August 15, 2025
Somehow, I blinked and Debra and I have two daughters in High School; Zoe is entering her senior year and looking at colleges, and Shira began High School this week. It is hard to believe that when our family moved here 14 years ago, our girls were in the Rainbow Room (3 year olds) and the Cloud Room (infant room) at the JCC North. Time has certainly flown by. Our tradition has always been curious about time and how we mark it. In the opening verses of the Torah, we read about time and how God defines a day. The Talmud begins with the question, “From what time does one recite the evening Shema?” Our tradition is filled with timebound commandments, (e.g. lighting Shabbat candles, hearing the shofar on Rosh Hashanah) and we distinguish the difference between sacred time (Shabbat) and ordinary time (the rest of the week). In almost each of these instances, our tradition adds a blessing to mark the moment. Such blessings add a sense of holiness to our lives and encourage us to pause and behold numinous moments.
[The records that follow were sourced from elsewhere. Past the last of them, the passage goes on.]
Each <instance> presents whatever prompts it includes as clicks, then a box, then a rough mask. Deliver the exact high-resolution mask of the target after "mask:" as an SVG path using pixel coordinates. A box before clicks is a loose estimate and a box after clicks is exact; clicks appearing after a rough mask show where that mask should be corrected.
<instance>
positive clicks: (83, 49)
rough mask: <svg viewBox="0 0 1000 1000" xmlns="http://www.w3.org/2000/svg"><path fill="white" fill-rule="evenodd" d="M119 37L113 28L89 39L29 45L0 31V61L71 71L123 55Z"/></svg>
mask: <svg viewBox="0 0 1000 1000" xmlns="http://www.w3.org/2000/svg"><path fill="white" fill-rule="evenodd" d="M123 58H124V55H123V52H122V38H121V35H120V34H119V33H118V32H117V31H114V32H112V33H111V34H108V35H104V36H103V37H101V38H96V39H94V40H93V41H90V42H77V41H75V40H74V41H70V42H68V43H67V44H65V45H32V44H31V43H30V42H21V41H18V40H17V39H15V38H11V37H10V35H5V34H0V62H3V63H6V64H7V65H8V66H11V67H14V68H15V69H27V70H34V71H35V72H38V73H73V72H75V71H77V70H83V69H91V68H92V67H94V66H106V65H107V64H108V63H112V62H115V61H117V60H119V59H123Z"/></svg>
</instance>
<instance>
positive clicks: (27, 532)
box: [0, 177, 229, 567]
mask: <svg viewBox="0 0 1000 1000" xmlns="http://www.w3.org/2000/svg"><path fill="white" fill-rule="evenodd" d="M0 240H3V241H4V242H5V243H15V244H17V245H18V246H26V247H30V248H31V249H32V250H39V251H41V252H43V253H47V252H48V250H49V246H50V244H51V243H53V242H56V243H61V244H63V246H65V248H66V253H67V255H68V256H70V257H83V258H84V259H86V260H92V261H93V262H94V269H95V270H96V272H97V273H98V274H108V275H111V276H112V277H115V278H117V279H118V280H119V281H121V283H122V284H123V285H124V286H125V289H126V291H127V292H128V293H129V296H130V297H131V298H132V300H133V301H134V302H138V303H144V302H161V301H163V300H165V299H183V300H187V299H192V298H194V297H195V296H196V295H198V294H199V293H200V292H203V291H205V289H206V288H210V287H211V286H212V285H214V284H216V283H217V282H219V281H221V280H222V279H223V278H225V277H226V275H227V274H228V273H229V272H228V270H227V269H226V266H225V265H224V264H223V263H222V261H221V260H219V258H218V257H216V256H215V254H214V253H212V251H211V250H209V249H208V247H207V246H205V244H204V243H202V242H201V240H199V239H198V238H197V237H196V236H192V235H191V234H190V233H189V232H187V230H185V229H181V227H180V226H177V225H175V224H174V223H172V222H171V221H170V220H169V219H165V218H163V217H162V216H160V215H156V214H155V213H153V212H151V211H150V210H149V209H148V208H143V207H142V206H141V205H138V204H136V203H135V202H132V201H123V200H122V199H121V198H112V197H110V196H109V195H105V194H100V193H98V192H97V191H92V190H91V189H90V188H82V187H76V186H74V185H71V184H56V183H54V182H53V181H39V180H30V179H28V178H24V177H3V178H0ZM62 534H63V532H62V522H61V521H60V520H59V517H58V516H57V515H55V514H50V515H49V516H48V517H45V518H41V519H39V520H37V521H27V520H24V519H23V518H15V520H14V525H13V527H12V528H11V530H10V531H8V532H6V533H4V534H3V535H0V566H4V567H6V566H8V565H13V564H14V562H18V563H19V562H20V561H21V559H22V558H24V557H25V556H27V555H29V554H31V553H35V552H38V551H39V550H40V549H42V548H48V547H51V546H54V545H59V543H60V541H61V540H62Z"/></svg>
On most days, time passes all too fleetingly and many of us are focused on making the next meeting or finishing something before a deadline. Filling our time with sacred acts, such as time in community, learning, or reaching out and making someone’s life better, gives us a sense of purpose. I recall many years ago reading an important book by Ron Wolfson, entitled, The Seven Questions You’re Asked in Heaven. Most of the questions stem from a text in the Talmud, Tractate Shabbat 31a, “Rava said: When a person is brought to judgment for the life they lived, they will say to him: 1.) Were you honest in business? 2.) Did you designate time for Torah study? 3.) Did you procreate? (perhaps better said: did you leave a legacy?) 4.) Did you await salvation? (Did you have hope in your heart?) 5.) Did you engage in the dialectics of wisdom or discern one matter from the other?”
The questions themselves are not about what happens at the end of our lives, but rather, what happens during our lives. The second question is about learning; did we make time for learning? Our students in school learn because they have to. As adults, we learn because we get to. Learning enlightens our lives to new possibilities and avenues that can takes us to new places or enrich our lives with meaning.
How we spend our time is sacred. The poet Mary Oliver captures the essence of time in her poem “The Summer Day”.
Who made the world?
Who made the swan, and the black bear?
Who made the grasshopper?
This grasshopper, I mean —
the one who has flung herself out of the grass,
the one who is eating sugar out of my hand,
who is moving her jaws back and forth instead of up and down —
who is gazing around with her enormous and complicated eyes.
Now she lifts her pale forearms and thoroughly washes her face.
Now she snaps her wings open, and floats away.
I don’t know exactly what a prayer is.
I do know how to pay attention, how to fall down
into the grass, how to kneel down in the grass,
how to be idle and blessed, how to stroll through the fields,
which is what I have been doing all day.
Tell me, what else should I have done?
Doesn’t everything die at last, and too soon?
Tell me, what is it you plan to do
with your one wild and precious life?
I love her words! They invite us to find a place of wonder and awe. Learning is awe inspiring. Paying attention to details is an act of learning too. She asks, how will we spend our lives? With a plethora of answers to a remarkable question, and knowing time is limited, we must think and reflect deeply. What will you learn? Will you do something that invites awe into your midst? Will you spend time with people you care about? Time is sacred, so let us fill it with something holy!
To the teachers and students who started school this week or will start next week, have a wonderful year. May this time be blessed with new insights. May you approach each day with patience. May we all learn from the struggle. And may the new things we learn give us inspiration each day and fill our lives with blessing.